17h30 – Palco – Sarau Estudantil com as escolas municipais José Rodrigues de Brito, José Lourenço de Sena, Santa Joana D’Arc, Nossa Senhora de Lourdes, Levino Cândido, Letícia de Campos Góes, Ana Melo e Professor Geraldo Cipriano dos Santos 

20h30 – Palco – Espetáculo: “Madalena, eu, Madalena”, com Matheus Abel 

Dia 11 de novembro – sexta-feira – 16h – Palco – Oficina:  A Literatura de Cordel como Patrimônio Cultural e Imaterial do Brasil, com Carla Santana, do Clube do Cordel. 

17h – Stand De Exposições – Lançamentos: Coletânea Literária “Nas veredas da Poesia”, da Academia Afogadense de Letras, e Cordéis “Casamento Sustentável” e “Os Tabaqueiros”, da professora e poetisa Elenilda Amaral. 

17h30 – Palco – Sarau Estudantil: Escolas Municipais Evangelina de Siqueira Lima, Maria Genedí Magalhães, Petronila de Siqueira Campos Góes, Padre Carlos Cottart e Domingos Teotônio 

20h30 – Tenda Interativa – SARAU: “Nós Quatro e o Sertão”, com Carla Santana, Francisca Araújo, Nilson Gonçalves e Taynnara Queiroz, do Clube do Cordel. 

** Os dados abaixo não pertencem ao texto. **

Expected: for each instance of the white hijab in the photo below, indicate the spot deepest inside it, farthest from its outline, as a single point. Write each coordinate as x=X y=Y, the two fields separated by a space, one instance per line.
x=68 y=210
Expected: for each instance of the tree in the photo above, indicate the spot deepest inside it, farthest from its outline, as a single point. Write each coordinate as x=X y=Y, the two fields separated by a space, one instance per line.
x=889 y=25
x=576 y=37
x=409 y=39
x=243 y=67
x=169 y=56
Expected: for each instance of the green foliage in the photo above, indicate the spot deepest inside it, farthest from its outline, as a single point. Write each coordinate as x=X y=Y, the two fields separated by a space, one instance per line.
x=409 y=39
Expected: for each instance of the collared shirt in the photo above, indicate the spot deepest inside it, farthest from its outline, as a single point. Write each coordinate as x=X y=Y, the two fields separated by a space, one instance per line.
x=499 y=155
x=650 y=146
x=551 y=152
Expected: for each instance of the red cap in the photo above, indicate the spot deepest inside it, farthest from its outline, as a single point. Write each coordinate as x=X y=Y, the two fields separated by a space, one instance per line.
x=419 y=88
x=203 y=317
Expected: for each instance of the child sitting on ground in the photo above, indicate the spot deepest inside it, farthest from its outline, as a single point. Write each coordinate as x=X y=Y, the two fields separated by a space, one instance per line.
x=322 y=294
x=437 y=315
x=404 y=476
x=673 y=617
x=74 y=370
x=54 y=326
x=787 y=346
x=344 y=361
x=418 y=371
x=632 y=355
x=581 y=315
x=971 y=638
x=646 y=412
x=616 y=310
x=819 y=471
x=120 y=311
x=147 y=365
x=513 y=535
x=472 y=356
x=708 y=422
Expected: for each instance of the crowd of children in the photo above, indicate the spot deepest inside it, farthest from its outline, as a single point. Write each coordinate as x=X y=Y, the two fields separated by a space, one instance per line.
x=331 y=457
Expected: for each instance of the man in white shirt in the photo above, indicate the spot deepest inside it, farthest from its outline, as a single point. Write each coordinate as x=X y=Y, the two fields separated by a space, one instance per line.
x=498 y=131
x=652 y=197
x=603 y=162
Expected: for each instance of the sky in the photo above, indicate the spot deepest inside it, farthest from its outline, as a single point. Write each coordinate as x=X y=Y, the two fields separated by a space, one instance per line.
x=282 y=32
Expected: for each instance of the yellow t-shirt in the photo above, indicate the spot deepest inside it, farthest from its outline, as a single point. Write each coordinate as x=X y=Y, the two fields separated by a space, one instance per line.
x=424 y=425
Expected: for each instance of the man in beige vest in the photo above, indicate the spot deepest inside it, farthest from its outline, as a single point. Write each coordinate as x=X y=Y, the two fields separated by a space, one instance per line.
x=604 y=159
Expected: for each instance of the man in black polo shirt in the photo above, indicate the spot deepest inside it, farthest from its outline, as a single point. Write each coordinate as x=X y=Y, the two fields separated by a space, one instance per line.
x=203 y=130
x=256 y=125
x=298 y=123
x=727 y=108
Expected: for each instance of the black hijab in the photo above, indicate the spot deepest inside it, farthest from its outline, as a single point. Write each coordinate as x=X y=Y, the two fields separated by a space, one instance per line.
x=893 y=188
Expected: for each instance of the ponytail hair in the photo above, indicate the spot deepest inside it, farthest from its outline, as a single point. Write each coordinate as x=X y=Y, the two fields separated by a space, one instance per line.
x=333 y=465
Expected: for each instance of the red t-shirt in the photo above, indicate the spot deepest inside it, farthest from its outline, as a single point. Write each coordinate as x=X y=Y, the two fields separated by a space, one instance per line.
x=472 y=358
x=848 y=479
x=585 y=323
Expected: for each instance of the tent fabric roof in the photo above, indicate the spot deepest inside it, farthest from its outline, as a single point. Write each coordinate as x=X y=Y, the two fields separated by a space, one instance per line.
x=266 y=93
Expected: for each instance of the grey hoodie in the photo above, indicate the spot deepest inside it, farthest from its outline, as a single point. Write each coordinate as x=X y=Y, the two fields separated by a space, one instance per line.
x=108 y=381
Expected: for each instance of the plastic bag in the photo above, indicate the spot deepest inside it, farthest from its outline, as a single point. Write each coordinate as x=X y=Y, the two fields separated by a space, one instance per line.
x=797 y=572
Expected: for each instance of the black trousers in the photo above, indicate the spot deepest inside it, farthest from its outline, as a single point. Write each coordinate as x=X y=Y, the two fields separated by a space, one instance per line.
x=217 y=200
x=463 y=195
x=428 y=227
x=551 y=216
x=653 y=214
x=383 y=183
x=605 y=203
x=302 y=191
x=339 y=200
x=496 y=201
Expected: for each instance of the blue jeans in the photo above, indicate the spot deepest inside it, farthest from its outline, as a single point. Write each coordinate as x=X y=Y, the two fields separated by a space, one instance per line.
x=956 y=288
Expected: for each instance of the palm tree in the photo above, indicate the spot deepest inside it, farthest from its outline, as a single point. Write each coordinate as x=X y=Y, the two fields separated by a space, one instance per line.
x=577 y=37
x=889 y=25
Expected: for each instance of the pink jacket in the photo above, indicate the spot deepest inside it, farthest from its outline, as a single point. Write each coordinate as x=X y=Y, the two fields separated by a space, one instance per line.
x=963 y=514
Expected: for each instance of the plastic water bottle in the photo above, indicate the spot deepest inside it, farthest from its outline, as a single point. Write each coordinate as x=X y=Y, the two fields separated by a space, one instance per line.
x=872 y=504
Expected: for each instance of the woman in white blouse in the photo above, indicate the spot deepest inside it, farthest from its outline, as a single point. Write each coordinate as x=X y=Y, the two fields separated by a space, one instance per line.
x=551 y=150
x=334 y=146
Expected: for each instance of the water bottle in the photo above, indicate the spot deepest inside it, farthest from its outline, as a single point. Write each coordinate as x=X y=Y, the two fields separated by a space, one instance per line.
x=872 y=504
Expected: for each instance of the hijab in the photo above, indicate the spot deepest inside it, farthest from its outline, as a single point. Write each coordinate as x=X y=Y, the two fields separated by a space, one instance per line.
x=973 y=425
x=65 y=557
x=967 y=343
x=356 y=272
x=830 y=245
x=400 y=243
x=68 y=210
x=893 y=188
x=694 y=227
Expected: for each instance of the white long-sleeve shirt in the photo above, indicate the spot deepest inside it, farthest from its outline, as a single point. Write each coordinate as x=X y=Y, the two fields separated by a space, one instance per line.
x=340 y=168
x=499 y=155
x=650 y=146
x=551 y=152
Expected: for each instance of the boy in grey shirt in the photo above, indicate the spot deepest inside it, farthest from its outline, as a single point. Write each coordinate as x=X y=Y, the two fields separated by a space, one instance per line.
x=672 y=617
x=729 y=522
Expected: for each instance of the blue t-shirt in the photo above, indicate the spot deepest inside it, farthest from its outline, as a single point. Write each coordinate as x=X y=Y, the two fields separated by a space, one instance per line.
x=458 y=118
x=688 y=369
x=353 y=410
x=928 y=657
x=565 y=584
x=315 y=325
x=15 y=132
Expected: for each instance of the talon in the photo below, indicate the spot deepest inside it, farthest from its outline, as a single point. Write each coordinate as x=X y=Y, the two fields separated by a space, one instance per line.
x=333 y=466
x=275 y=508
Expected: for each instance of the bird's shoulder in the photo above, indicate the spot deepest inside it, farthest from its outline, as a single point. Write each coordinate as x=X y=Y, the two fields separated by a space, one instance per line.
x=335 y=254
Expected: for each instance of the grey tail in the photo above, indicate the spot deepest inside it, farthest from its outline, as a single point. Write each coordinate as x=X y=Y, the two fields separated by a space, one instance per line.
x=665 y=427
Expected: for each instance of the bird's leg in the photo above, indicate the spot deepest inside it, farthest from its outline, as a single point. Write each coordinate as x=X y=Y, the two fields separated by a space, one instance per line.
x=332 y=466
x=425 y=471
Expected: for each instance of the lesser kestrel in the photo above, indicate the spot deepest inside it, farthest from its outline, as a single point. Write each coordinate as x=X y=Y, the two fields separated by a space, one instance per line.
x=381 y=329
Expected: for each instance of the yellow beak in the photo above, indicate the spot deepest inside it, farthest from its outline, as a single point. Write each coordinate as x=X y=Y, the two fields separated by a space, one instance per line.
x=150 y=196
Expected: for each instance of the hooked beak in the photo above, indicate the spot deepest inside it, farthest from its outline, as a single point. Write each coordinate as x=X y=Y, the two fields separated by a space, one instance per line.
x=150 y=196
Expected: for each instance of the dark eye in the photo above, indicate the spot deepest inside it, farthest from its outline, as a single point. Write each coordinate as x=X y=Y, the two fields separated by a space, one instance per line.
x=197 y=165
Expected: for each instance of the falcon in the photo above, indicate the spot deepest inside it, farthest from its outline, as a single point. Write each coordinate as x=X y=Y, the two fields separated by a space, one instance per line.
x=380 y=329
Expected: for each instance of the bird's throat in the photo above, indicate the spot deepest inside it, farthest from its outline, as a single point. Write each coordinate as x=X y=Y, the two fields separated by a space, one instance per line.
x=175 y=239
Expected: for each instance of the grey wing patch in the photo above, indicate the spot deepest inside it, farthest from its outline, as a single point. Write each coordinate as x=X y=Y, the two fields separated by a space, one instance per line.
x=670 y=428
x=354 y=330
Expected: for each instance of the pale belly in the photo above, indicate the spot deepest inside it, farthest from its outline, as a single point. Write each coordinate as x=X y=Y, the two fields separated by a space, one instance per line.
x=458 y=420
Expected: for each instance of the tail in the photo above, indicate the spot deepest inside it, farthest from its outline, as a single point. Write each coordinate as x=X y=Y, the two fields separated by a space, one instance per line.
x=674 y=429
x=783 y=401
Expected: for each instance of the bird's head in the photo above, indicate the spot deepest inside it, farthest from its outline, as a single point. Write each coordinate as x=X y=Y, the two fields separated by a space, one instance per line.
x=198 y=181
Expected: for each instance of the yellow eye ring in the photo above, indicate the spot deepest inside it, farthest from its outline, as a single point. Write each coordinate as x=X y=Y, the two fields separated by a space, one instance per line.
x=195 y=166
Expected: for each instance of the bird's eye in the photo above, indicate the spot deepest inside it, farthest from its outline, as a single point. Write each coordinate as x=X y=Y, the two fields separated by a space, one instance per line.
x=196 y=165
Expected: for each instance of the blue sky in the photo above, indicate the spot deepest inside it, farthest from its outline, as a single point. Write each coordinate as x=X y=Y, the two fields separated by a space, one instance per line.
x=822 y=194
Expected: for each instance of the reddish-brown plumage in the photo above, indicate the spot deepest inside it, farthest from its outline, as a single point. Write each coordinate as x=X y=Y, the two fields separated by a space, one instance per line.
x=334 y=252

Dia 12 de novembro – sábado

16h – Palco – Contação de Histórias: “Varal de Histórias”, com Susana Morais 

17h – STAND DE EXPOSIÇÕES – LANÇAMENTO: “Tchau para tudo que faz mal”, da escritora e cordelista Susana Morais. 

17h30 – Palco – Sarau Estudantil: Escolas Municipais São Sebastião, São João, Dom João José da Mota e Albuquerque, Professora Francisca Lira Leite de Brito e Professora Mª Gizelda Simões Inácio 

20h30 – Palco – Cantoria De Viola: Anísio Queiroz e Heleno da Silveira. 

13 de novembro – Domingo

16h – Palco – Espetáculo: “Uma Festa Na Floresta”, com o Grupo Tapete Voador 

17h – Tenda Interativa – Lançamentos: Livros “Mais um Matulão na Praça”, de Paulo Monteiro, “Respingo de Saudade”, de Aprígio Jerônimo, e “Entre a Feira e o Teatro”, de Cícero Figueira, e Cordel “O Debate de Cristo Cirineu e Benito Messias Mussolini”, de Felipe Amaral. Participação dos autores e apresentação de Marcos Costa. 

19h – Palco – Mesa De Glosas Feminina: Erivoneide Amaral, Thaynnara Queiroz, Francisca Araújo e Elenilda Amaral. Mediação de Carla Driely.